Blowback | ||||
---|---|---|---|---|
Studio album by | ||||
Released | 2 July 2001 | |||
Studio | Candy Sound, Durban Studios, Ocean Way, Sarm West, Wonder Station[1] | |||
Genre | ||||
Length | 58:36 | |||
Label | ||||
Producer | Tricky | |||
Tricky chronology | ||||
| ||||
Singles from Blowback | ||||
|
Blowback is the fifth studio album by English rapper and producer Tricky. It was released on 26 June 2001.[1]
The album features more accessible, popular song structures than his previous records. Tricky later said he "did Blowback for the money, basically 'cause I was broke".[2] He recorded the album with guest musicians, including Red Hot Chili Peppers members Flea, Anthony Kiedis, Josh Klinghoffer, and John Frusciante; Cyndi Lauper, Alanis Morissette, Ed Kowalczyk, Mark Thwaite of The Mission, and less known artists such as Hawkman, Stephanie McKay and Ambersunshower. "I turned up at the studio and nothing was written," Morissette recalled. "We just worked on it there. He's a very funny man."[3]
Aggregate scores | |
---|---|
Source | Rating |
Metacritic | 65/100[4] |
Review scores | |
Source | Rating |
AllMusic | [1] |
Encyclopedia of Popular Music | [5] |
Entertainment Weekly | B+[6] |
The Guardian | [7] |
NME | 6/10[8] |
Pitchfork | 3.1/10[9] |
Q | [10] |
Rolling Stone | [11] |
Spin | 5/10[12] |
The Village Voice | A[13] |
Blowback received generally positive reviews from critics,[4] although many of Tricky's longtime fans disliked it.[14] According to Encyclopedia of Popular Music writer Colin Larkin, it was hailed as Tricky's best record since his 1995 debut Maxinquaye,[5] while PopMatters critic Jeffrey Thiessen later called it "a great pop album nobody liked".[14] Simon Price regarded Blowback as Tricky's best album since 1996's Pre-Millennium Tension and "his most accessible since Maxinquaye." He wrote in his review for The Independent at the time that the artist's move to New York "away from the petty politics of the music business" had resulted in "a dark, dense album of future-funk and deep dub".[15] In The New York Times, Neil Strauss called it a radical departure from previous Tricky records, "direct and upfront, the poppiest production Tricky has ever mustered".[16] The Indianapolis Star described it as Tricky's attempt to "prove there's at least one more rap-rock album that's worth a listen".[17] Writing for The Guardian, Dave Simpson was surprised by how "deliriously uplifting, even humorous", the music was, while encompassing "everything from rap-metal (of which there's lots...) to ragga, US power-pop, granite beats, supernatural ambience and even New Romantic. At the same time, it is uniquely, inimitably Tricky."[7]

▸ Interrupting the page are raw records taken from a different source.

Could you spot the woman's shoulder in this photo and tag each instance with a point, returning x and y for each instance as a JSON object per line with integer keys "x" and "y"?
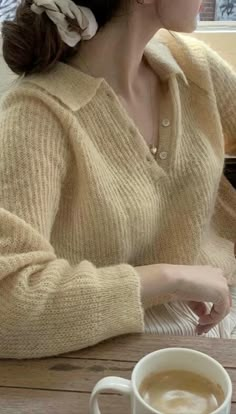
{"x": 62, "y": 87}
{"x": 196, "y": 59}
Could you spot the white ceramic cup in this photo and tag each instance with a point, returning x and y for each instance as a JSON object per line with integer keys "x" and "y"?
{"x": 164, "y": 360}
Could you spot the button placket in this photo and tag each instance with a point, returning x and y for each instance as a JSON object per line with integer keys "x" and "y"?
{"x": 165, "y": 127}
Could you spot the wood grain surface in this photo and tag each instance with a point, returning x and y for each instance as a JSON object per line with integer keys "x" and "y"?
{"x": 62, "y": 385}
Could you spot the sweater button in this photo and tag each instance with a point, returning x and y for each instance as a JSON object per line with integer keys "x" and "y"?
{"x": 163, "y": 155}
{"x": 165, "y": 122}
{"x": 149, "y": 158}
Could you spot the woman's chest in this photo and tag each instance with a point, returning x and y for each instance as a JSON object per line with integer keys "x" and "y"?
{"x": 120, "y": 204}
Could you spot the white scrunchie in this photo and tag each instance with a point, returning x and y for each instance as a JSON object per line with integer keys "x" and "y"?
{"x": 58, "y": 10}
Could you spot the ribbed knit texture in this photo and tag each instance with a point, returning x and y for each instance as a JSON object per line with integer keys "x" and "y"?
{"x": 82, "y": 203}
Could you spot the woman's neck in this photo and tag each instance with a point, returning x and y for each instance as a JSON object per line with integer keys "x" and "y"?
{"x": 116, "y": 52}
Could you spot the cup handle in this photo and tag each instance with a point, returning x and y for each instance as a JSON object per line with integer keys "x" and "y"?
{"x": 121, "y": 385}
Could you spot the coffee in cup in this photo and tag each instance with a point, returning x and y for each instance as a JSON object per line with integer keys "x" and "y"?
{"x": 160, "y": 384}
{"x": 181, "y": 392}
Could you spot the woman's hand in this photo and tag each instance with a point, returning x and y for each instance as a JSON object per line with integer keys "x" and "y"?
{"x": 193, "y": 284}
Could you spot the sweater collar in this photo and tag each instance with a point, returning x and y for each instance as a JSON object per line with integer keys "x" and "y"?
{"x": 75, "y": 89}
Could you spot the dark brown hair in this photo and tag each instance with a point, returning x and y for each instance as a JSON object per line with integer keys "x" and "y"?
{"x": 31, "y": 43}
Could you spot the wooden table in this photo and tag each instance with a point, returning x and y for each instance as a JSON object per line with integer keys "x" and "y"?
{"x": 62, "y": 385}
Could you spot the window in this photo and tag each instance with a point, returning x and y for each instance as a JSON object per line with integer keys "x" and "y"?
{"x": 218, "y": 10}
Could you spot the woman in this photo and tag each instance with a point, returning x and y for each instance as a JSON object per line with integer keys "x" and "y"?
{"x": 114, "y": 214}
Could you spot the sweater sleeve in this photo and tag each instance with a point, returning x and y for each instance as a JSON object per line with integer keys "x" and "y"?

Some reviewers were more critical. The Wire said while "some of it is just odd enough to work", the album's fusion of hip hop, electro, dancehall, and, "most problematically, stadium alt.rock" proved to be an intriguing but frustrating listen.[18] NME magazine's Sarah Dempster was disappointed in Tricky's choice of guest artists, who she felt came off as "market-friendly gimmicks, novelties that will afford his selective ramblings a wider audience".[8] While viewing it as further evidence of Tricky's evolution from trip hop toward becoming "some sort of rap-pop revolutionary", Pitchfork's Brent DiCrescenzo found much of the music "horrible" and plagued by the musician's poor lapses in creative judgment, particularly his duets with Anthony Kiedis and Ed Kowalczyk.[9]
Blowback was named the fourth best album of 2001 by Village Voice critic Robert Christgau.[19] In retrospect, he viewed it as Tricky's most "songful" release, one that was "criminally neglected" by listeners.[20] Bill Friskics-Warren later said Blowback was "an album of funk-rock by way of dancehall reggae" that relied on mainstream-rock guest performers but did not "forego incisiveness for accessibility, resistance for appeasement".[21]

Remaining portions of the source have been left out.